Prof. Dr. Nurullah Genç’in 33. Haliç Buluşması programında “Taşlar ve Kuşlar” adlı sohbeti kalabalık bir dinleyici topluğu tarafından pür dikkat dinlendi. UTESAV Başkanı Mehmet Develioğlu ile Nurullah Hoca’yla program yapalım kararı aldık ancak hocanın yoğun Anadolu programlarından zaman bulmak oldukça zor oldu. Nihayet hoca hazırım deyince “Ne konuşacağız” diye sordum.
Hoca, başlığımız “Taşlar ve Kuşlar” olacak dedi.
Bu başlık bende hiçbir çağrışım yaptırmadı ama hocaya da soramadım. Bir koltukta çok sayıda karpuz taşıyan hoca; şair, romancı, fotoğrafçı, yönetim bilimci, satrancı, bankacı olunca bu başlığı normal karşılayıp konuşma gününü bekledim.

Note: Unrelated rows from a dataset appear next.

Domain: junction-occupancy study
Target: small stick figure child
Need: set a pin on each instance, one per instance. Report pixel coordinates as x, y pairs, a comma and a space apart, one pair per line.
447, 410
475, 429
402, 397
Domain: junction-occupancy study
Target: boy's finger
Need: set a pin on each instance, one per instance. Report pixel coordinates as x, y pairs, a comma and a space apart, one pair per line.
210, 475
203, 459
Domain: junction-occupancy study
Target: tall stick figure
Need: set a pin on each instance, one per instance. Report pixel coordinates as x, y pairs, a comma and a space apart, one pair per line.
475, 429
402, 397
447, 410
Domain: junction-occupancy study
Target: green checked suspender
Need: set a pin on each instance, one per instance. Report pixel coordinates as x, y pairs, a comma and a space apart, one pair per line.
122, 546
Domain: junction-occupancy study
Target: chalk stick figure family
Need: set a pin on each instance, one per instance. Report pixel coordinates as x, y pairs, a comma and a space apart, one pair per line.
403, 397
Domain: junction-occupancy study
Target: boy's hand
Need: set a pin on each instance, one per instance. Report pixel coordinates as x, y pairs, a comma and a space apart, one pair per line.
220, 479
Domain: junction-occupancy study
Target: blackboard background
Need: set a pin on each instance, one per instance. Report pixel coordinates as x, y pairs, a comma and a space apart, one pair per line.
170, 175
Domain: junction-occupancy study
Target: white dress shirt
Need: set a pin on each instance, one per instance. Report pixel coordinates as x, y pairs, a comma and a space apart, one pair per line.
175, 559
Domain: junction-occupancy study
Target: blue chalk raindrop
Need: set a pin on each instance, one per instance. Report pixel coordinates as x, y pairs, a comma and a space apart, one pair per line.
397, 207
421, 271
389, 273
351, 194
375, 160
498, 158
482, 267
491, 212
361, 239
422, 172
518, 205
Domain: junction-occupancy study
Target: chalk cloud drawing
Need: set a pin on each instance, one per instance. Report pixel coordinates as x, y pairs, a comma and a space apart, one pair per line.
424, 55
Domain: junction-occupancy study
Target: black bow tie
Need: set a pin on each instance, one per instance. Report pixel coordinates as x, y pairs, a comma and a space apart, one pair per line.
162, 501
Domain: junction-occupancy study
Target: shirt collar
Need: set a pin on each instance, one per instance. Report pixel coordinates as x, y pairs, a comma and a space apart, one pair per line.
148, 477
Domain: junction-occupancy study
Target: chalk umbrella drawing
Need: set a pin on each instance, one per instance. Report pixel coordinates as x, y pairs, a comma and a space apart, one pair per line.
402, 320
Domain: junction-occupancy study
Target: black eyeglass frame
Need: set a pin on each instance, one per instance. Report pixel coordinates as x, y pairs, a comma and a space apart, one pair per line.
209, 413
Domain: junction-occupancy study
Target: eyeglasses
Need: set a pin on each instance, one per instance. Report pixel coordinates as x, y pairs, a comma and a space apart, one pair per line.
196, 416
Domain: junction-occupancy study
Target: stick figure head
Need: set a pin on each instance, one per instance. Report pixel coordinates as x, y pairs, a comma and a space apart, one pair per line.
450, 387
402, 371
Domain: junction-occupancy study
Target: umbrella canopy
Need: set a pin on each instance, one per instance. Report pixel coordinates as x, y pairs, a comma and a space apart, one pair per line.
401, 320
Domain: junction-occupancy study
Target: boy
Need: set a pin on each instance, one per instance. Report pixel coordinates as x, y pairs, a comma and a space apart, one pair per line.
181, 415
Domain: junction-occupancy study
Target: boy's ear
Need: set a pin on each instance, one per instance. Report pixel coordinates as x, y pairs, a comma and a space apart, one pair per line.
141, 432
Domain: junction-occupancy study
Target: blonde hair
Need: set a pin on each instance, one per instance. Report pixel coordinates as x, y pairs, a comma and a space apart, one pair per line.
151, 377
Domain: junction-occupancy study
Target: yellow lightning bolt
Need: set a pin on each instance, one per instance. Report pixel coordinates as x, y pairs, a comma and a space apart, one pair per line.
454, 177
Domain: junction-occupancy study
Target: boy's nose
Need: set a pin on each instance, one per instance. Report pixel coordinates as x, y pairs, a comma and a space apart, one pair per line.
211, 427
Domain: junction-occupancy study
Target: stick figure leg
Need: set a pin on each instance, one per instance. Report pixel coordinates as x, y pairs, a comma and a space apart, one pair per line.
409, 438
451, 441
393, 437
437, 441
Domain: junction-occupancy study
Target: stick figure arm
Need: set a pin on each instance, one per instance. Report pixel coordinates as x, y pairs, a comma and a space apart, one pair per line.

Diğer taraftan taşlar ve kuşlar üzerine küçük araştırmalar yapınca karşıma devasa bilgiler çıktı. Kendi kendime “demek ki insan bir şeyle ilgilenirse Mevla önüne büyük bir alan açıyor.” İşin sırrı; ilgi, bilgi ve hareketten geçiyor.
Hoca, programda hayatı, taşlar ve kuşlar üzerinden darbı meseller vesilesiyle okudu. “Hayat karşısında taş gibi değil su gibi olmalı insan. Çünkü hayat sudan yaratılmıştır ve su, taşları eritir. Su gibi olan insan hayatın taşlarını eritmeye başlar. İşte hayatın taşlarını eriten, su gibi olan insanın mezar taşı bize farklı şeyler söyler.” Nurullah Genç, mezar taşı, sabır taşı, sadaka taşı gibi sembolleri kavramlar, hikâyecikler etrafında günümüzde yaşadığımız hayata bağlayarak hepimize ders verdi.
Kuşlar ayrı bir âlem… Programa girmeden önce akşam namazı için gittiğim MÜSİAD’ın mescidinde ezanı beklerken kızıl ufuklarda kalabalık bir kuş sürüsü müthiş bir gösteri yapıyordu. Aklıma “Görmez misin ki, göklerde ve yerde olanlar, havada kanatlarını açarak hareketsiz gibi duran kuşlar Allah’ı tesbih ederler. Hepsi duasını ve tesbihini bilmekte, Allah da onların bütün yaptıklarını bilmektedir.”(Nur Suresi:41). ayeti geldi.
Nurullah Hoca, kuşlar bahsini Feridüddin Attar’ın Mantıku’t Tayr adlı kıymetli eserindeki hikâyesi ile başlattı.“Kuşlar ülkesinin kuşları hüthüt başkanlığında Kafdağı’nın ardındaki padişahları Simurg’u bulmak için yola çıkarlar. Bu çetin yolculukta sebatı az olanlar, dünyevi işlere takılanlar dayanamayıp vazgeçerler. Yola devam edenler için yedi vadi sınavı vardır. İstek, Aşk, Marifet, İstiğna, Tevhit, Hayret ve Yokluk vadilerinden geçerler. Vadiye ulaşan 30 kuş, Simurg’u 30 manasına geldiğini ve aradıklarının kendileri olduğunu fark ederler.”
Taşlar ve kuşlar üzerine daha nice misaller var… Nurullah Genç’in hayat hikâyesi bir doktora tezi olacak kadar dolu. 3 romanı, çok sayıda şiir ve yönetim kitabı olan Nurullah Genç, uluslararası ödülleri olan bir fotoğraf sanatçısı. Hocanın ödüllü natı Yağmur’dan bir dörtlükle bitirelim.
Yağmur, seni bekleyen bir taş da ben olsaydım,
Çölde seni özleyen bir kuş da ben olsaydım,
Dokunduğun küçük bir nakış da ben olsaydım,
Sana sırılsıklam bir bakış da ben olsaydım.